Regarding the equal protection challenge, the 6th Circuit said the argument presented was “confusing,” was “largely a repackaging of” the free-exercise argument and was without merit. “First, Plaintiffs fail to satisfy th[e] threshold requirement of showing that the state has treated similarly situated persons differently than Plaintiffs,” the 6th Circuit wrote. “Plaintiffs argue that the MDHHS Orders result in ‘disparate treatment’ because they permit persons to remove their masks while engaging in certain secular activities and in religious worship in a house of worship, while requiring students in grades K-5 at religious schools to wear masks. This is a free-exercise challenge, not an equal-protection challenge. Seemingly recognizing that this is a free-exercise challenge, Plaintiffs open their argument by stating that ‘the challenged measures burden Plaintiffs’ fundamental rights to the free exercise of religion under the First Amendment in violation of the equal protection guarantee of the Fourteenth Amendment.’ … Further, there is no ‘disparate treatment’ because the MDHHS Orders did not distinguish between certain groups of children. The MDHHS Orders required all children ages five and older to wear masks in public, subject to a few universal exceptions that were available to Plaintiffs.”

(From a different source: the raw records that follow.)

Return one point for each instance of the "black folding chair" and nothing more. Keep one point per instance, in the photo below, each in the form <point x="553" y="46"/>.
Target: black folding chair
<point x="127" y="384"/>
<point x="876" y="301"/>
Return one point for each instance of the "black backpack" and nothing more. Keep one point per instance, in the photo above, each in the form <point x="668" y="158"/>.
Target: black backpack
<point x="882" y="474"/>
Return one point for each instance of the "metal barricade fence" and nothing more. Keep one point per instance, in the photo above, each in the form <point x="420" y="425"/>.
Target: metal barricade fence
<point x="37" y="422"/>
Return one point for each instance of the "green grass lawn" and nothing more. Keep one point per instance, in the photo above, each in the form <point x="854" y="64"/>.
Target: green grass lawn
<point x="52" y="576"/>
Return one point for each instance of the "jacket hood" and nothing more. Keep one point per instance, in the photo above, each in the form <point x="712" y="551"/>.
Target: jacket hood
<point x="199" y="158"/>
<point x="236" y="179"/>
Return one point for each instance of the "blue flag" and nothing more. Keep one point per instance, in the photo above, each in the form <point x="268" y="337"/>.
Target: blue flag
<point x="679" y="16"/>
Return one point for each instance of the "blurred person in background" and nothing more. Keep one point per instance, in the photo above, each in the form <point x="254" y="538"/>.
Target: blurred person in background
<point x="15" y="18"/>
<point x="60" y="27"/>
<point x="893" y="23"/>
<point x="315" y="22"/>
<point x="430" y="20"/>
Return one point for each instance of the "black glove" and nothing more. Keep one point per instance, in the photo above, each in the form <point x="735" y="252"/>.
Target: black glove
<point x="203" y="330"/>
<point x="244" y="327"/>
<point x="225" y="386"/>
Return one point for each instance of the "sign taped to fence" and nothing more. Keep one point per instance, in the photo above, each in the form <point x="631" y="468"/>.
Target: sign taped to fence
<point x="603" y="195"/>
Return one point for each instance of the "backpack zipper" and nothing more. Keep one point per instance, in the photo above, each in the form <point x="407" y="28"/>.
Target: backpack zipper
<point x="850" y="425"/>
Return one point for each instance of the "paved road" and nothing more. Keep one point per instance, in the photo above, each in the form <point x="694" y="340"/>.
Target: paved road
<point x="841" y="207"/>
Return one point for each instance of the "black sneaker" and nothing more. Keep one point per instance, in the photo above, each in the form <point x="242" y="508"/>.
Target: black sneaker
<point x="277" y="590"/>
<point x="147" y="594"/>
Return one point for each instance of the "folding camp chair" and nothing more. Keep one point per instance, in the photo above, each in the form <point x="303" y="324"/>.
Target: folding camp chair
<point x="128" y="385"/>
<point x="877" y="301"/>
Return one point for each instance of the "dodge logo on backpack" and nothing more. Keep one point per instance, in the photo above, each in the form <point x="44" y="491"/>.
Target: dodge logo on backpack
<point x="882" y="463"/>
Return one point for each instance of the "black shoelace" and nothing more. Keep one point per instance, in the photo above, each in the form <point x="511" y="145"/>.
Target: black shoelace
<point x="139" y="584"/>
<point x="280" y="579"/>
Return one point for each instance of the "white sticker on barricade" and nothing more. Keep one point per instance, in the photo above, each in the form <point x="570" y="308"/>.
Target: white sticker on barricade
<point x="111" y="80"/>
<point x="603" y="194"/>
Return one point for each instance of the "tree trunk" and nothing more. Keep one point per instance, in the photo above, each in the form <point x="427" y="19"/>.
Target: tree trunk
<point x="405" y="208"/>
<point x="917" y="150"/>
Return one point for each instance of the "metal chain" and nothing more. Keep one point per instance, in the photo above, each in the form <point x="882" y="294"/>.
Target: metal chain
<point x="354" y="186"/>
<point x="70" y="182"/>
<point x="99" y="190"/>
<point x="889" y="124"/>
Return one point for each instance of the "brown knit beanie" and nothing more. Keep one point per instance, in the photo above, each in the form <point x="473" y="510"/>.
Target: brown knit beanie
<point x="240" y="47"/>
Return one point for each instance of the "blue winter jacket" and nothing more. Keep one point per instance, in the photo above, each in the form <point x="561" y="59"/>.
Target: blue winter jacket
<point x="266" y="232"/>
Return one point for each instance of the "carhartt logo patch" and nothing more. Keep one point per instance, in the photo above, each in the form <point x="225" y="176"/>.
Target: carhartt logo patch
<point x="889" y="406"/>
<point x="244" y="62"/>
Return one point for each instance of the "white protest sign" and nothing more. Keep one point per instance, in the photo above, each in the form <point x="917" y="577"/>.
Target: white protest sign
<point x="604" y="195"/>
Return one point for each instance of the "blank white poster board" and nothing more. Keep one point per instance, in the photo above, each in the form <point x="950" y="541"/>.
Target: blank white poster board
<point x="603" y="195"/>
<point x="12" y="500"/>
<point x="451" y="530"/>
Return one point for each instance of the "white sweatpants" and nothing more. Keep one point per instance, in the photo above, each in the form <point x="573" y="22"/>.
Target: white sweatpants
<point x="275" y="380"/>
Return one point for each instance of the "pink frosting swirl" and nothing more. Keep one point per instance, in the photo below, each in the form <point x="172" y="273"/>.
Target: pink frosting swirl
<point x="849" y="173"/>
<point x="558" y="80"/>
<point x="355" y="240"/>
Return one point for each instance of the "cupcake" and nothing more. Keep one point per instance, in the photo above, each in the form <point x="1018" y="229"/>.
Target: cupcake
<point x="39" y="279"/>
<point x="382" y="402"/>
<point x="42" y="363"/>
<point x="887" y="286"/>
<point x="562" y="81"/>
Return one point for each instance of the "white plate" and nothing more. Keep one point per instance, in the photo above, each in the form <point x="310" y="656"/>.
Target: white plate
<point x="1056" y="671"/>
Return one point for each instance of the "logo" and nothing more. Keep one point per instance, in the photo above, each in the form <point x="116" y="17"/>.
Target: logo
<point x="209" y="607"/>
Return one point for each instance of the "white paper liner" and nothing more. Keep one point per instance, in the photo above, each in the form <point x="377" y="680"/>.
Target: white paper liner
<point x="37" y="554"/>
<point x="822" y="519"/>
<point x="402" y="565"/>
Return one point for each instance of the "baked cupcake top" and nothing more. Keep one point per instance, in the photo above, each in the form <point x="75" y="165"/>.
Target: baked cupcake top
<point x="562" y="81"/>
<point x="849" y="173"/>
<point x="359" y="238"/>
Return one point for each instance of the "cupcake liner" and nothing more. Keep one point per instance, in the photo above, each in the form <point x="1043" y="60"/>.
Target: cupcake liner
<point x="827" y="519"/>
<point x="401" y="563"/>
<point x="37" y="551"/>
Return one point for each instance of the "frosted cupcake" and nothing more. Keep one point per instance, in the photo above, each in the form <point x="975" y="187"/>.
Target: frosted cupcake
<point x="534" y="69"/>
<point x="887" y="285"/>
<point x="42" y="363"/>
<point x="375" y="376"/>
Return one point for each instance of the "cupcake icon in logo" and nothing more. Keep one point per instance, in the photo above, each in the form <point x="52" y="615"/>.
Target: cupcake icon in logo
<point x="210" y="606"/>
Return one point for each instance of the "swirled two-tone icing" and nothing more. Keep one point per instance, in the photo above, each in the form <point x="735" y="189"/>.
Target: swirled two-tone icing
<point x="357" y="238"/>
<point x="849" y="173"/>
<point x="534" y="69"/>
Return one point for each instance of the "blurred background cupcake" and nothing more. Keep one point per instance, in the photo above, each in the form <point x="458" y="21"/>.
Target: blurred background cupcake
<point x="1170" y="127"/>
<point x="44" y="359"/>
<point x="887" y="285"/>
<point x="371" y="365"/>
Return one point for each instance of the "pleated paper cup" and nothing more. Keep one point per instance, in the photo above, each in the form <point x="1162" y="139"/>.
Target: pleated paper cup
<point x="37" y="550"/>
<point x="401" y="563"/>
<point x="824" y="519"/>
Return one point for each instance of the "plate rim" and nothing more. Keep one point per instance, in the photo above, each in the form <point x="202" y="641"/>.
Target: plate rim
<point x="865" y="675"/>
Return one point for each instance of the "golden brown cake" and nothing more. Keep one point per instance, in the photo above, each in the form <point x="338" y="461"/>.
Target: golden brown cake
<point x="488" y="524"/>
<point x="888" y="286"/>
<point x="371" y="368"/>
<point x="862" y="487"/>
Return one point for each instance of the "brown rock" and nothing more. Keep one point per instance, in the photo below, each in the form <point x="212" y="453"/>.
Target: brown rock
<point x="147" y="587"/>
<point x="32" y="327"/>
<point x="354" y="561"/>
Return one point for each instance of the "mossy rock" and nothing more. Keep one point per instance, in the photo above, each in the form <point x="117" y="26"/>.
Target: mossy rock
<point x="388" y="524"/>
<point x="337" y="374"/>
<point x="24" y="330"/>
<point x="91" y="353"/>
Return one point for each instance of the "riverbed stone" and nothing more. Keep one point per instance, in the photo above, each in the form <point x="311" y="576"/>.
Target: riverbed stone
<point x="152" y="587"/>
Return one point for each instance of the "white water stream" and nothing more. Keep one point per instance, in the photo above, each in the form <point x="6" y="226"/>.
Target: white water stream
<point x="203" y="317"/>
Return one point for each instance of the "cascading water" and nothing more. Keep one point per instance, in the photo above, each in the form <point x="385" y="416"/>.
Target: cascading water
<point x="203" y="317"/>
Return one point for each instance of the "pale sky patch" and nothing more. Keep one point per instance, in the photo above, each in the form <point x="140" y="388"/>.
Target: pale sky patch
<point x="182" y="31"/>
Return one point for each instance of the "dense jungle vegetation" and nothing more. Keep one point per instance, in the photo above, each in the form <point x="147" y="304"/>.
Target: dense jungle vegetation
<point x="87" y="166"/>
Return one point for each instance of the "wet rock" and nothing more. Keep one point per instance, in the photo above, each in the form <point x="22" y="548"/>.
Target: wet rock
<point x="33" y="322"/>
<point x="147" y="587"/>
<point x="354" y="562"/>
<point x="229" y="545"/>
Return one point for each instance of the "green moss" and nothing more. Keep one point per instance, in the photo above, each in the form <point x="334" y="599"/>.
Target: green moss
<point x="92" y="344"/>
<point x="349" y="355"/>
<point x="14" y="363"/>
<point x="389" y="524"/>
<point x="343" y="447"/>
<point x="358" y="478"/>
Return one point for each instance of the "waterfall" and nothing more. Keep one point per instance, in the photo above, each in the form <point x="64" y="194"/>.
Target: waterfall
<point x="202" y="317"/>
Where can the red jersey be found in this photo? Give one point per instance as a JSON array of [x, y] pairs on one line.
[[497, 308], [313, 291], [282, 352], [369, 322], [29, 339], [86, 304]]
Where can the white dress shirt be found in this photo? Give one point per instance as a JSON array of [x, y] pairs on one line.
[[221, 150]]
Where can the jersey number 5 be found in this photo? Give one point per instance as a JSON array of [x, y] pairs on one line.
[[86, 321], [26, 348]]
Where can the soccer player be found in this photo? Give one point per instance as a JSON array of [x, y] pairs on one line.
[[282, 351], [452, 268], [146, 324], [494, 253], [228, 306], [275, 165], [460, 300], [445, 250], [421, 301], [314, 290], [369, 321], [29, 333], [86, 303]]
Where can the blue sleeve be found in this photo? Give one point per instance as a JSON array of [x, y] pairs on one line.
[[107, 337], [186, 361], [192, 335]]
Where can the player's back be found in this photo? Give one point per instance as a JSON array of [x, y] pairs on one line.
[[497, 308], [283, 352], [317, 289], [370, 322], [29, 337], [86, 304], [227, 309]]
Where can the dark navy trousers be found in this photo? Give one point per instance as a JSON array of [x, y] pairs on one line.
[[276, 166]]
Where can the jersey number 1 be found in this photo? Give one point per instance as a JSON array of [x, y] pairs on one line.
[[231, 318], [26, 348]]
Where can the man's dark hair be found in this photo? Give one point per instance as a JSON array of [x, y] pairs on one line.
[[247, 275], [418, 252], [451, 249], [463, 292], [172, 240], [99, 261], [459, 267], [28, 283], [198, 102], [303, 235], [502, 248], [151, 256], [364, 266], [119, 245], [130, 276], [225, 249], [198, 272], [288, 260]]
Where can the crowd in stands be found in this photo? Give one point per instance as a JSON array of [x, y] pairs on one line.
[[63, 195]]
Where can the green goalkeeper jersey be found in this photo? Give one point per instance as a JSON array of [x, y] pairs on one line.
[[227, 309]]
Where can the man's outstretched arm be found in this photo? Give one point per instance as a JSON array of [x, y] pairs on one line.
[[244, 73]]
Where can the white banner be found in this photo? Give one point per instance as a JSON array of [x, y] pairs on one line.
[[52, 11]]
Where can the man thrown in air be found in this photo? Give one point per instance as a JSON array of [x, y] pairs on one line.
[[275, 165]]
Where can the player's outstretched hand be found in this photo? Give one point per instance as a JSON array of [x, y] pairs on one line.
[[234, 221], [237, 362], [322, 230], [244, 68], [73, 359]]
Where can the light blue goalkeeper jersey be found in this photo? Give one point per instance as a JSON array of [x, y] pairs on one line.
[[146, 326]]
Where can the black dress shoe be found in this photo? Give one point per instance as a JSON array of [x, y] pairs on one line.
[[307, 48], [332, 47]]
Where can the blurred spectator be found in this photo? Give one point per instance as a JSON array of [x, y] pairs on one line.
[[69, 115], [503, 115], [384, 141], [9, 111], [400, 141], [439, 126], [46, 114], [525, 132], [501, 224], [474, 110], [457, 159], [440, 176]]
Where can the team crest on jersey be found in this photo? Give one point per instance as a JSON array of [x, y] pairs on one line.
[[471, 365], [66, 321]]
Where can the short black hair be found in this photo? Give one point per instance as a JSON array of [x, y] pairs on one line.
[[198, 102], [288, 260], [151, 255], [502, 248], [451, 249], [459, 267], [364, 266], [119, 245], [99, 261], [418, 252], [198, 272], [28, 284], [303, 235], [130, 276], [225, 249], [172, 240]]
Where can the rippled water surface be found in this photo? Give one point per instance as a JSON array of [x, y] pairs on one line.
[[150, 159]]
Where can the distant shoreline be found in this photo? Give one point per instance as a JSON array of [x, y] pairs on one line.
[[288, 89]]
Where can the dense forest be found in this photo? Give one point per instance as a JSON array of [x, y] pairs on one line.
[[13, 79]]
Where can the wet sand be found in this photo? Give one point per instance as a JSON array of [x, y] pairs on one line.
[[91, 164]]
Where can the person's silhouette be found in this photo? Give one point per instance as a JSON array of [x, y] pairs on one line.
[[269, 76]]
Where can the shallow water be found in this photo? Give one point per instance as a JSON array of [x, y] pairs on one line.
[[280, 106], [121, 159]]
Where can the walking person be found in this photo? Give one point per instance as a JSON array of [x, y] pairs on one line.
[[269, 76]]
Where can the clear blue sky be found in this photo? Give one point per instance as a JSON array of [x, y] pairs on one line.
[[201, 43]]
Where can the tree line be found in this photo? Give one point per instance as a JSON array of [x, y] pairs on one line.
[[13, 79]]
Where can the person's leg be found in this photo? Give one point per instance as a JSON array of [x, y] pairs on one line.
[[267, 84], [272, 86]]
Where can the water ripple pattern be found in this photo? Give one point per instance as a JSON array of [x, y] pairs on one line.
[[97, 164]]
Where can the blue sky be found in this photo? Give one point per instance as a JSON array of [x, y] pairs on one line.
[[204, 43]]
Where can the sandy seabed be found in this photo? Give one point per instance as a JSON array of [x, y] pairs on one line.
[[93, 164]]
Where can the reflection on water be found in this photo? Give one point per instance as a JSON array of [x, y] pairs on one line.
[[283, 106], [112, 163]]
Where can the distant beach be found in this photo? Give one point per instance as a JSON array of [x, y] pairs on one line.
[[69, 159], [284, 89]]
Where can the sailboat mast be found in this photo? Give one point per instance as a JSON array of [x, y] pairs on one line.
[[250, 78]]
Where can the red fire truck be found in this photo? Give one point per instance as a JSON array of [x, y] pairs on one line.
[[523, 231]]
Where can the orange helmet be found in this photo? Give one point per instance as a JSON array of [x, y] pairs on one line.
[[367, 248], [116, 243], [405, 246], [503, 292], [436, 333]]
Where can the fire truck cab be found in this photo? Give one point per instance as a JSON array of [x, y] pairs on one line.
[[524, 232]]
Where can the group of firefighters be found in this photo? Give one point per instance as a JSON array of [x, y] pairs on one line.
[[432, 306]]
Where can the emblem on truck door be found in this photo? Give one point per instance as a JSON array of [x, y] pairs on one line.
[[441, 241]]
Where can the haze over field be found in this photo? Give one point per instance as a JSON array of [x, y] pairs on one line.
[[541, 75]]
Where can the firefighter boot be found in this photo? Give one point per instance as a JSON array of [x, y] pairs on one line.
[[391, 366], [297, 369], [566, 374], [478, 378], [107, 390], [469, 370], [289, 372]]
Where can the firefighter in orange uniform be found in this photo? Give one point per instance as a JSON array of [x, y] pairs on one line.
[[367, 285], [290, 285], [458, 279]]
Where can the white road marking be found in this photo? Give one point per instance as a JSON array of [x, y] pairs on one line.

The school’s argument “that the requirement that children ages 5 years and older wear masks in the classroom lacks any rational basis is equally unavailing,” the 6th Circuit said. “[The] MDHHS Orders satisfy rational-basis review. Accordingly, we conclude that Plaintiffs’ equal-protection claim fails.”
The 6th Circuit also dismissed the school’s due process claim. “Plaintiffs’ challenge to the MDHHS Orders lies in the First Amendment’s Free Exercise Clause, and thus, their substantive-due-process claim is duplicative. The district court admittedly did not explicitly address the merits of Plaintiffs substantive-due-process claim. We nonetheless conclude that Plaintiffs’ substantive-due-process claim is without merit.”
After the 6th Circuit panel issued its decision in late August, Resurrection School asked for an en banc hearing – that is, the school has requested that all the 6th Circuit judges examine the case, and not just the three-judge panel. The 6th Circuit has yet to rule on this request.